Christian Petersen/Getty Images
A number of pundits have already suggested that the Timberwolves would be wise to stand pat. At the very least, this organization shouldn't do anything that jeopardizes its long-term prospects.
After all, this is a team built around Kevin Love, Derrick Williams and Rubio. The oldest—Love—is only 23.
Minnesota also had a deep backcourt to begin with. Luke Ridnour has started nearly all of the Timberwolves' games this year, and while he doesn't have Rubio's sensational passing ability, he is a natural point guard. On the season, Ridnour is averaging 11.5 points and 3.8 assists. With Rubio out, he's likely to become more of a facilitator and could rediscover the kind of production he exhibited earlier in his career with the Seattle Sonics.
Additionally, J.J. Barea will soon return, giving the Timberwolves a dynamic point guard with valuable playoff experience.
While Ridnour and Barea are serviceable options at the point, fears persist that Minnesota will dearly miss Rubio's uncanny ability to make all those around him better. However, the Timberwolves were already the sixth worst team in the league at getting their baskets via assists—a trend that's bound to continue with the likes of Michael Beasley on board. Even without Rubio, that trajectory can't get much worse.

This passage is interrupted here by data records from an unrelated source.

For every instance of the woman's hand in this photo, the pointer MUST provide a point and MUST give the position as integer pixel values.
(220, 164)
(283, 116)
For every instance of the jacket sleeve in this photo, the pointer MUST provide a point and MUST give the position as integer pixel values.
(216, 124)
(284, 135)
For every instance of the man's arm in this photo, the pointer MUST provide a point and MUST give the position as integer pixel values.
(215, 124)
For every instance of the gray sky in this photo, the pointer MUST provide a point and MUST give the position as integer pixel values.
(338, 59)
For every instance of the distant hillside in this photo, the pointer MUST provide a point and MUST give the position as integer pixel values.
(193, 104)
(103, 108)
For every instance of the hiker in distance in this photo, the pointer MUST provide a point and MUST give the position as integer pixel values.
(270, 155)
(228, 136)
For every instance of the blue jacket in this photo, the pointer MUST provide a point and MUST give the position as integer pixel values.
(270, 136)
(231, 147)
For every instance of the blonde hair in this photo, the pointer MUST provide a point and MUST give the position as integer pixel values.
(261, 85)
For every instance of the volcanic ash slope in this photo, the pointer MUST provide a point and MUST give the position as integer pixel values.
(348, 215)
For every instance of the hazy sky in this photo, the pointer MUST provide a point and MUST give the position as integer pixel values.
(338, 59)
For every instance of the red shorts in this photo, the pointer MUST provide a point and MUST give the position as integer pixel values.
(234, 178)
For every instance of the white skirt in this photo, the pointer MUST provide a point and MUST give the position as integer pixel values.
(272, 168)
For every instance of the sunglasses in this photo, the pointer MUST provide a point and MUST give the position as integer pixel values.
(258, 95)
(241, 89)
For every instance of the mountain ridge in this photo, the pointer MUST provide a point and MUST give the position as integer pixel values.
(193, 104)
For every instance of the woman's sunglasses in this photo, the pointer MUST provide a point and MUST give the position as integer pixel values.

Adelman can make adjustments and utilize this team's relatively deep stable of talent. In Minnesota's first game without Rubio, guard Wayne Ellington played almost 26 minutes off the bench and scored 12 points. Ridnour logged almost 43 minutes and had 14 points and 10 assists to show for it.
Until Martell Webster and Wes Johnson find better consistency, Timberwolves' fans will be in store for some disappointment. This team's youth is exponentially more glaring without Rubio running the show. But, teams do adapt, and Minnesota's front court is increasingly one of the best in the league.
There are worst things than staying the course.